Li Jie, Guan Xingyi, Zhang Oufan, Sun Kunyang, Wang Yingze, Bagni Dorian, Head-Gordon Teresa
ArXiv. 2024 May 3:arXiv:2308.09639v2.
Many physics-based and machine-learned scoring functions (SFs) used to predict protein-ligand binding free energies have been trained on the PDBBind dataset. However, it is controversial as to whether new SFs are actually improving since the general, refined, and core datasets of PDBBind are cross-contaminated with proteins and ligands with high similarity, and hence they may not perform comparably well in binding prediction of new protein-ligand complexes. In this work we have carefully prepared a cleaned PDBBind data set of non-covalent binders that are split into training, validation, and test datasets to control for data leakage, defined as proteins and ligands with high sequence and structural similarity. The resulting leak-proof (LP)-PDBBind data is used to retrain four popular SFs: AutoDock Vina, Random Forest (RF)-Score, InteractionGraphNet (IGN), and DeepDTA, to better test their capabilities when applied to new protein-ligand complexes. In particular we have formulated a new independent data set, BDB2020+, by matching high quality binding free energies from BindingDB with co-crystalized ligand-protein complexes from the PDB that have been deposited since 2020. Based on all the benchmark results, the retrained models using LP-PDBBind consistently perform better, with IGN especially being recommended for scoring and ranking applications for new protein-ligand systems.
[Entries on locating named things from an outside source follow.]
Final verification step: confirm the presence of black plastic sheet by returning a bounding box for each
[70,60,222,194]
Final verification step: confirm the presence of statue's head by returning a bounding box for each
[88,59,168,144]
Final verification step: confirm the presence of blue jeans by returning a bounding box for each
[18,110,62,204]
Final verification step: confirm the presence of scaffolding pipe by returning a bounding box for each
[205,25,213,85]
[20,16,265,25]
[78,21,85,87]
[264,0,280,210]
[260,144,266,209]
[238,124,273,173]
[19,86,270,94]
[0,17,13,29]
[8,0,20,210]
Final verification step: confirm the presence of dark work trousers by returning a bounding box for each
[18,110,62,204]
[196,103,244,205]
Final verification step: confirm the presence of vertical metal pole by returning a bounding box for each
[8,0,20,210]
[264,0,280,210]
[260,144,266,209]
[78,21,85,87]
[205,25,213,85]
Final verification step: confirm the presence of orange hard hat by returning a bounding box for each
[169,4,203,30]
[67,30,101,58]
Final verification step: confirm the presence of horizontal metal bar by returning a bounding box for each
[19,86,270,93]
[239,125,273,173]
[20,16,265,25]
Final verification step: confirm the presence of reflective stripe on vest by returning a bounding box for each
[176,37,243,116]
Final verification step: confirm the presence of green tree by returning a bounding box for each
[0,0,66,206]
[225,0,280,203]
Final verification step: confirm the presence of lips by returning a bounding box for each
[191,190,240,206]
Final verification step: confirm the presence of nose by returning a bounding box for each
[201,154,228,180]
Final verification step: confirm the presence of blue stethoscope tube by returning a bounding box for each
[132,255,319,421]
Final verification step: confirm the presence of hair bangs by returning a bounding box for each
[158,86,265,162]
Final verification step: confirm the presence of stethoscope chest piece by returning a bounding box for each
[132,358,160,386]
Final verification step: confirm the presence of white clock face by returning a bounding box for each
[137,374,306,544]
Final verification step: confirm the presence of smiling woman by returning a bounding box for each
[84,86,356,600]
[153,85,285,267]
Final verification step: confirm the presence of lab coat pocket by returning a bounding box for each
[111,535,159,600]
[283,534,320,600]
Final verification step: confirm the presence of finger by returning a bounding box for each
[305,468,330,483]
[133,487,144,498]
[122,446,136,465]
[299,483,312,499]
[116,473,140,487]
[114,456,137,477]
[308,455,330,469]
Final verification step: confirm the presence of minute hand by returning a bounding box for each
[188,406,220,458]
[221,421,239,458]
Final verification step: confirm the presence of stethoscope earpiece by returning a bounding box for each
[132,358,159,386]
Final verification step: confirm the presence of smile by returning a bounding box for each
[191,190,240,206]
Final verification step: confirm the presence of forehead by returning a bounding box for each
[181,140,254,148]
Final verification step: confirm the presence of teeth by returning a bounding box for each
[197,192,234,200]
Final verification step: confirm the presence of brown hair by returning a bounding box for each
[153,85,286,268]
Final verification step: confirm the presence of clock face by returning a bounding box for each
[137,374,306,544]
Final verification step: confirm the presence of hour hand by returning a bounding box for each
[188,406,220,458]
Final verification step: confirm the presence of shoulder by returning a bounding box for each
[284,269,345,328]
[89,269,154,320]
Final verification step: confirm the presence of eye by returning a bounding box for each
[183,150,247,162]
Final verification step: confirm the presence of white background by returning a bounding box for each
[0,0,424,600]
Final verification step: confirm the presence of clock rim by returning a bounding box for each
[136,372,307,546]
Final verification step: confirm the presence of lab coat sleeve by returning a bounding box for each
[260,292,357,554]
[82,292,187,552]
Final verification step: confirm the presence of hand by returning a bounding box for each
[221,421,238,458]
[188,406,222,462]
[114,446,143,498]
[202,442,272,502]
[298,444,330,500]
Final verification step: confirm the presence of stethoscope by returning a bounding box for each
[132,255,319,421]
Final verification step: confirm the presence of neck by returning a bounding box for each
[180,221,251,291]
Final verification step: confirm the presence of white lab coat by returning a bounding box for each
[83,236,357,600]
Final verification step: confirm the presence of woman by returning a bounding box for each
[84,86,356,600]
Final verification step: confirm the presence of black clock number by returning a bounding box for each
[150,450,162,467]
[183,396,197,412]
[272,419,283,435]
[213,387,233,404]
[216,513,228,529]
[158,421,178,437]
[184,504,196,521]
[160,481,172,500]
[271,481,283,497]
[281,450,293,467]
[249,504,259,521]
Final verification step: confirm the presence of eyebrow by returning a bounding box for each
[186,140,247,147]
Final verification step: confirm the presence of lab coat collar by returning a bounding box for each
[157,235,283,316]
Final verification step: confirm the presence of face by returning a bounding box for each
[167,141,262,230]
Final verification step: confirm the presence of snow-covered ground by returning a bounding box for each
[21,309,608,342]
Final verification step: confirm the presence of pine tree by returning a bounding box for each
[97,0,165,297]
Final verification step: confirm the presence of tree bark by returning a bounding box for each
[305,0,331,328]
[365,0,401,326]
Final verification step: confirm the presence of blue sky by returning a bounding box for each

许多用于预测蛋白质-配体结合自由能的基于物理和机器学习的评分函数(SFs)都是在PDBBind数据集上训练的。然而,新的评分函数是否真的有所改进存在争议,因为PDBBind的通用、精炼和核心数据集与具有高度相似性的蛋白质和配体存在交叉污染,因此它们在新的蛋白质-配体复合物的结合预测中可能表现不佳。在这项工作中,我们精心准备了一个经过清理的非共价结合剂PDBBind数据集,该数据集被分为训练、验证和测试数据集,以控制数据泄露,数据泄露定义为具有高度序列和结构相似性的蛋白质和配体。由此产生的防泄漏(LP)-PDBBind数据用于重新训练四种流行的评分函数:AutoDock Vina、随机森林(RF)-Score、InteractionGraphNet(IGN)和DeepDTA,以便在应用于新的蛋白质-配体复合物时更好地测试它们的能力。特别是,我们通过将BindingDB中的高质量结合自由能与自2020年以来沉积的PDB中共结晶的配体-蛋白质复合物相匹配,制定了一个新的独立数据集BDB2020+。基于所有基准测试结果,使用LP-PDBBind重新训练的模型始终表现更好,尤其推荐IGN用于新蛋白质-配体系统的评分和排名应用。